As a Canadian I am baffled by the fact that a country like the US, with its culture of civil rights, has no federal law to prevent men and women working in the private sector from losing their jobs because of their sexual orientation. As an economist, however, the arrangement that some states protect LGBT workers from discrimination, and others do not, provides a natural experiment that helps us understand how these laws affect the working lives of LGBT people by comparing the labor market experiences of similar workers between states. It’s a rare chance to test if anti-discrimination laws actually make a difference.
New research does just that and finds that men in same sex relationships who live in states with anti-discrimination policies earn about 8% more per year working in the private sector than do similar men living in other, less protective, states. * This effect is not through higher wages but rather through more weeks worked – gay men are better able to find and keep jobs in these states. The biggest winners in these states are gay white men who earn 14% more than similar men in other states and men who are in the top of the earnings distribution who earn 7% more when state laws prohibit discrimination based on sexual orientation.
Just to be clear, gay men in these states do not earn more on average than heterosexual men. The authors of this paper find a huge wage gap for gay men; on average gay men in same sex relationships annually earn about 20% less than men who are married to women. So these observed higher earnings only work to close that gap, not to give gay men a wage premium.

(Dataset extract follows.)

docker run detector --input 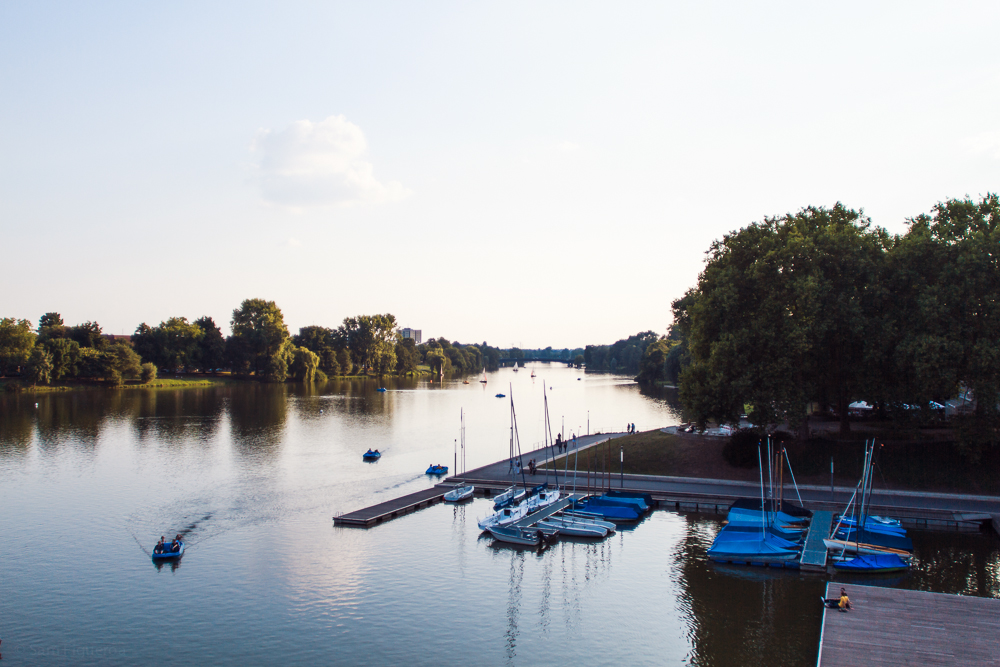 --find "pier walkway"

There is no effect for women in same sex relationships but this is probably because, as I have said before, there appears to be little evidence of an earnings penalty to being a lesbian.

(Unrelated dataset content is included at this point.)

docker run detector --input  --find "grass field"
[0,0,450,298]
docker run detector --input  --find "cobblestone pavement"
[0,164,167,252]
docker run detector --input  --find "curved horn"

Before we give all the credit for closing the earnings gap to the laws themselves, there is one other thing to consider; men who have higher earnings and are better educated are pretty mobile workers. What is there to stop gay men in less tolerant states from moving to those that will afford them the greatest protection in the workplace? Absolutely nothing.

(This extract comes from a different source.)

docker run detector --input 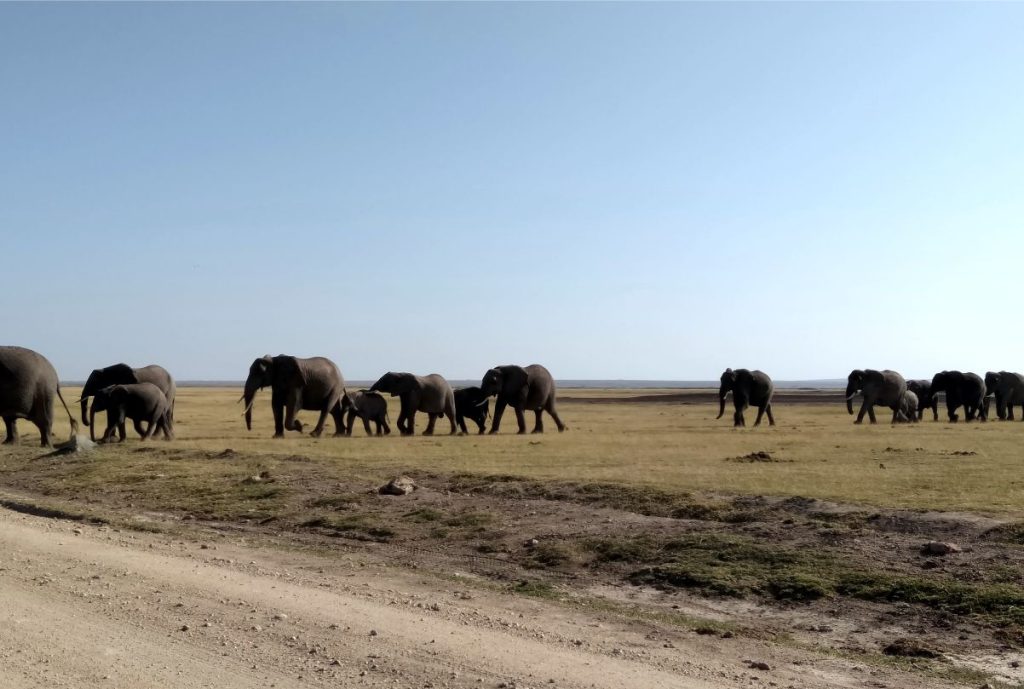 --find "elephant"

I would expects that a significant portion of this higher earnings effect we observe in the data is not because existing workers are increasing their employment but rather because other, very productive, workers (who happen to be gay men) are moving into states that offer protection and that this change on the extensive margin is increasing the average earnings of all gay men.
The fact that this effect is greatest for men in the top of the earnings distribution suggests these men don’t just work more hours, but they are also better educated and more skilled than about 75% of other men.
My Canadian readers won’t find this result surprising; Canada has benefited from the US homosexual brain drain for at least the past six years, since we legalized same sex marriage at the national level, and probably going back to 1996 when we established national protection for LBGT people in the workplace.
Freezing winters aren’t for everyone, though, so if you are looking to relocate to a state that protects workers from discrimination based on sexual orientation I suggest you check out this excellent state-by-state description of employment, marriage and adoption rights for LGBT people.
* Klawitter, Marieka (2011). “Multilevel Analysis of the Effects of Antidiscrimination Policies on Earnings by Sexual Orientation.” Journal of Policy Analysis and Management, Vo. 30, No. 2: pp 334-358.